Foi assim mesmo ou é tudo mentira? A resposta do STF é mais ou menos assim: isso não é com a gente; o que sabemos é que Moro não devia ser o juiz, e o foro não deveria ser Curitiba; logo, volta tudo para o ponto de partida.

Reparem: Lula não foi inocentado. Denúncias e processos, em tese, recomeçam, mas obviamente prescreverão sem julgamento.

Fica só no ex-presidente?

É claro que não. Todos os demais condenados pela Lava-Jato, em casos de algum modo conexos aos de Lula, e praticamente todos são, poderão requerer os mesmos benefícios. Seria Moro um juiz parcial — como decidiu o STF — apenas com Lula? Por que não teria sido igualmente parcial com Eduardo Cunha ou Marcelo Odebrecht?

Vamos falar francamente: não se trata apenas de Lula, nem da Lava-Jato. O movimento em questão, com a liderança de Gilmar Mendes, tem o claro objetivo de desmontar todo o sistema de combate à corrupção.

Interessante que o presidente Bolsonaro, eleito brandindo a bandeira da Lava-Jato, está também empenhado em controlar e fragilizar os órgãos de combate à corrupção, como o Ministério Público, a Polícia Federal e o Coaf.

Isso ocorre porque o combate à corrupção foi longe demais, no bom sentido. Começou a apanhar os intocáveis, os donos das fazendas, como diria Roberto DaMatta. Ou, como já se disse, numa ótima definição: “Na verdade, o que se instalou no país nesses últimos anos, e está sendo revelado na Lava-Jato, é um modelo de governança corrupta. Algo que merece o nome, claro, de cleptocracia”.

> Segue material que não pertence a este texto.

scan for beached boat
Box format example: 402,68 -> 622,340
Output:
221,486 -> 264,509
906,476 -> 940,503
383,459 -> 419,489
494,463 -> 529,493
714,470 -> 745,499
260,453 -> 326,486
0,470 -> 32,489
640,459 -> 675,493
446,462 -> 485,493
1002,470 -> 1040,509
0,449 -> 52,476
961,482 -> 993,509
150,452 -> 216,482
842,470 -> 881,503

Autoria de Gilmar Mendes, lá atrás. “Onde foi parar esse juiz?”, perguntou DaMatta em coluna neste jornal. Acrescento: e por que foi parar onde parou?

Fatos novos, certamente. Mas tão graves assim a ponto de levar ao desmonte de todo o sistema anticorrupção, numa clara combinação entre Judiciário e Congresso?